English    Türkçe    فارسی   

1
2232-2241

  • Şu âsinin adlü ihsanı, onu padişahtan daha ziyade uzaklaştırır, gözden düşürür ve ancak yüzünü kara eder.
  • عدل این یاغی و دادش نزد شاه ** چه فزاید دوری و روی سیاه‌‌
  • Mekke ulularının Peygamberle harp ederken kurban kesmeleri de , Tanrı tarafından kabul edilir ümidiyleydi.

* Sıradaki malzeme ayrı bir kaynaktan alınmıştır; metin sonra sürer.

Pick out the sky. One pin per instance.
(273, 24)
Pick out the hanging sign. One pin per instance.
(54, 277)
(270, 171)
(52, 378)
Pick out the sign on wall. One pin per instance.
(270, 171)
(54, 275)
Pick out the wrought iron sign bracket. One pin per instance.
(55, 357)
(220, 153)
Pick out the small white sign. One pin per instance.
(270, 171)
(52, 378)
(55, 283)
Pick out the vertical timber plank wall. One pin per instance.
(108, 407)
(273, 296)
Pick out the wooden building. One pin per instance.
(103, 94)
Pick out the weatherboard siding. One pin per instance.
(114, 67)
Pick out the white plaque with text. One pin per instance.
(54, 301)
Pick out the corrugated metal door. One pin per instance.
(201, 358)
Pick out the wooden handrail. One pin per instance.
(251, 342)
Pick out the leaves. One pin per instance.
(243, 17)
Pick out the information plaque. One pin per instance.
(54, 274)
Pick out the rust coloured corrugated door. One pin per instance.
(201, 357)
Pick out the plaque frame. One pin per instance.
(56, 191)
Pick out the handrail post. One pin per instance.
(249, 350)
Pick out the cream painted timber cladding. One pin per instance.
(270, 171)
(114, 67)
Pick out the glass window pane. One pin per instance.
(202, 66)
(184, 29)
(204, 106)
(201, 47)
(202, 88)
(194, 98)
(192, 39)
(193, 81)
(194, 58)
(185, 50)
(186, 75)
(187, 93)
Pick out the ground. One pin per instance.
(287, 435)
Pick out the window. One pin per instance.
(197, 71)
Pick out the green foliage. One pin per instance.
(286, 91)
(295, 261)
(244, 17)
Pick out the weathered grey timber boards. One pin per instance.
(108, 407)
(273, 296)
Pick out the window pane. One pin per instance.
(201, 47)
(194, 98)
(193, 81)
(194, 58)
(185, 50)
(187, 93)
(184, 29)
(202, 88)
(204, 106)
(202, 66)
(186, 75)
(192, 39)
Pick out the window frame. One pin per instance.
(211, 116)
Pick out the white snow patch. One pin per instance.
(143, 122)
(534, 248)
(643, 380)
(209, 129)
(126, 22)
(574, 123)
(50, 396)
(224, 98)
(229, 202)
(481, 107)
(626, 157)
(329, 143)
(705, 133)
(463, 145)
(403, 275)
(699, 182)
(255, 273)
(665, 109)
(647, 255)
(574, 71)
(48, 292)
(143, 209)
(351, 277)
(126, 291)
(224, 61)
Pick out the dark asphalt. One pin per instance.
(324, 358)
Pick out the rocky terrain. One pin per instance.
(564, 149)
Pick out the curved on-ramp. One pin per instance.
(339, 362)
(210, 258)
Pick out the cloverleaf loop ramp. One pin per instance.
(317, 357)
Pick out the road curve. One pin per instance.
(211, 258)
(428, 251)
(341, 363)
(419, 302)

  • سروران مکه در حرب رسول ** بودشان قربان به اومید قبول‌‌
  • İşte bunun için mümin tevfika mazhar olamamak korkusundan daima namazda “İhdinas sıratal mustakim” der.
  • بهر این مومن همی‌‌گوید ز بیم ** در نماز اهد الصراط المستقیم‌‌
  • O para veriş cömert kişiye lâyıktır. Can vermekse esasen âşıkın vergisidir. 2235
  • آن درم دادن سخی را لایق است ** جان سپردن خود سخای عاشق است‌‌
  • Hak uğruna ekmek verirsen sana ekmek verirler; Hak uğruna can verirsen sana da can bahşederler.
  • نان دهی از بهر حق نانت دهند ** جان دهی از بهر حق جانت دهند
  • Şu çınarın yaprakları dökülürse Tanrı, ona yapraksızlık azığı bağışlar.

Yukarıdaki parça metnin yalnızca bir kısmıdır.